Graeme Ferguson, a Canadian documentary filmmaker who helped create Imax, the panoramic cinematic experience that immerses audiences in movies, and who was the company’s primary creative force for years, died on May 8th at his home in Lake of Bays, Ontario. He was 91.
His son Munro Ferguson said the cause was cancer.
In the 1960s, Mr. Ferguson made a name for himself as a young cameraman known for his Cinéma Vérité-style work and was asked to make a documentary about the Arctic and Antarctic for Expo 67, a world exhibition in Montreal. He traveled for a year to make the film, which included footage of Inuit life and the aurora borealis.
The documentary “Polar Life” was shown with an immersive theater configuration: the audience sat on a rotating turntable while the film was played on a panorama of 11 fixed screens. The experience was a hit. Another film at Expo 67 that similarly used multiple canvases, “In the Labyrinth”, was directed by Roman Kroitor, Mr. Ferguson’s brother-in-law. Soon the two men had a vision.
“We were wondering if it would not be better to have a single large format projector or to have one that fills a large screen?” Mr. Ferguson told Take One, a Canadian film magazine, in 1997. “The next step, of course, was to have a large film format, larger than anything that has ever been done before.”

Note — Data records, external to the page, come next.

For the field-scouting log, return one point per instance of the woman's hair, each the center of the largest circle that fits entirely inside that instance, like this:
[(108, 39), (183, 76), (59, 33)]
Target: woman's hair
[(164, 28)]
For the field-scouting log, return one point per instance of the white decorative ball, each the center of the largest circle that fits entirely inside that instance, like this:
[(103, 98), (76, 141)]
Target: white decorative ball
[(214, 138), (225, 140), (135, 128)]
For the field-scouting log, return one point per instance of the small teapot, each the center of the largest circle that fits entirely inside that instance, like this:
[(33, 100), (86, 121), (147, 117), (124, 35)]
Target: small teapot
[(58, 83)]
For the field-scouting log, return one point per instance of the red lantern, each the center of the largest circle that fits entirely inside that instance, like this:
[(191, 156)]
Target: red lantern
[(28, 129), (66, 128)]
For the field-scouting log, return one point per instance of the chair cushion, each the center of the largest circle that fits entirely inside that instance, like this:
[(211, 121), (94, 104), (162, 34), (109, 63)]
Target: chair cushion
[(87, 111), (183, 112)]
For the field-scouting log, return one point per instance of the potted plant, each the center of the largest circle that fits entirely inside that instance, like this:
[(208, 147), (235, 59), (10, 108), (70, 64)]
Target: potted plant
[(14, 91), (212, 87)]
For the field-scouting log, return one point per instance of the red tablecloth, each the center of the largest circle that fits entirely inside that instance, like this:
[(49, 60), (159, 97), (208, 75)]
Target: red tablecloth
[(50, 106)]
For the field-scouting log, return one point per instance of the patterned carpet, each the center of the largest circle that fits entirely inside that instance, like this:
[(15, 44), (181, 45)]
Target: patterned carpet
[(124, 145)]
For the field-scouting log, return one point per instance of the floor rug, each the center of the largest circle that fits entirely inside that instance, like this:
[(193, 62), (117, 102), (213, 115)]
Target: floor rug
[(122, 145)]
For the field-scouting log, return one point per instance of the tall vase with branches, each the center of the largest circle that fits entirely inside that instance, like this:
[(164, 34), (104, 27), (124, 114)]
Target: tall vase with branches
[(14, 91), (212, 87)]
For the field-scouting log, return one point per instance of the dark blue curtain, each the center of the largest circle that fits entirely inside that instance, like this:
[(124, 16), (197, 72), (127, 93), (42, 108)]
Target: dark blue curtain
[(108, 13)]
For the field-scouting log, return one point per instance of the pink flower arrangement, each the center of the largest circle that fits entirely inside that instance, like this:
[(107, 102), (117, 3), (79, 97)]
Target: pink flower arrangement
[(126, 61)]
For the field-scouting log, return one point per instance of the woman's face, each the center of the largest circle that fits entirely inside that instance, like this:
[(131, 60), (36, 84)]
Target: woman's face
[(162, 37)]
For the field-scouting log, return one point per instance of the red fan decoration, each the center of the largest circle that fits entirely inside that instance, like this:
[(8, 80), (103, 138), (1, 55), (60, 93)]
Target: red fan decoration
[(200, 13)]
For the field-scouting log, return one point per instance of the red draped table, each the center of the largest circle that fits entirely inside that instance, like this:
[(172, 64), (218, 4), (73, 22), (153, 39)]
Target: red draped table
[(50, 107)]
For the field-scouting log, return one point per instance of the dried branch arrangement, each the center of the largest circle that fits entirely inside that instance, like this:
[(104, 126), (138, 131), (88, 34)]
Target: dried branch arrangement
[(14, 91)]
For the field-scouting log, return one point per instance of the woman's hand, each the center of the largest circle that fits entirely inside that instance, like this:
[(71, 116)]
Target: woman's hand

“We said, ‘let’s invent this new medium,'” he continued.
But despite Imax’s formidable technology, Mr. Ferguson struggled for decades to get investors to realize his vision. In a history of innovation, setbacks and adversity, his company almost went under several times, and it took Imax years to achieve the cinematic marvel it is today.
“People kept telling us that nobody would sit still for 90 minutes and watch an Imax movie,” Ferguson told Take One. “We have been told endlessly.”
Mr. Ferguson had already asked Robert Kerr, a high school friend who had become a successful businessman, to become their partner, and his next move was to hire William Shaw, a high school buddy who had become an engineer to help design Imax technology. They soon developed prototypes for the camera and large format projector that were needed for filming and showing Imax films.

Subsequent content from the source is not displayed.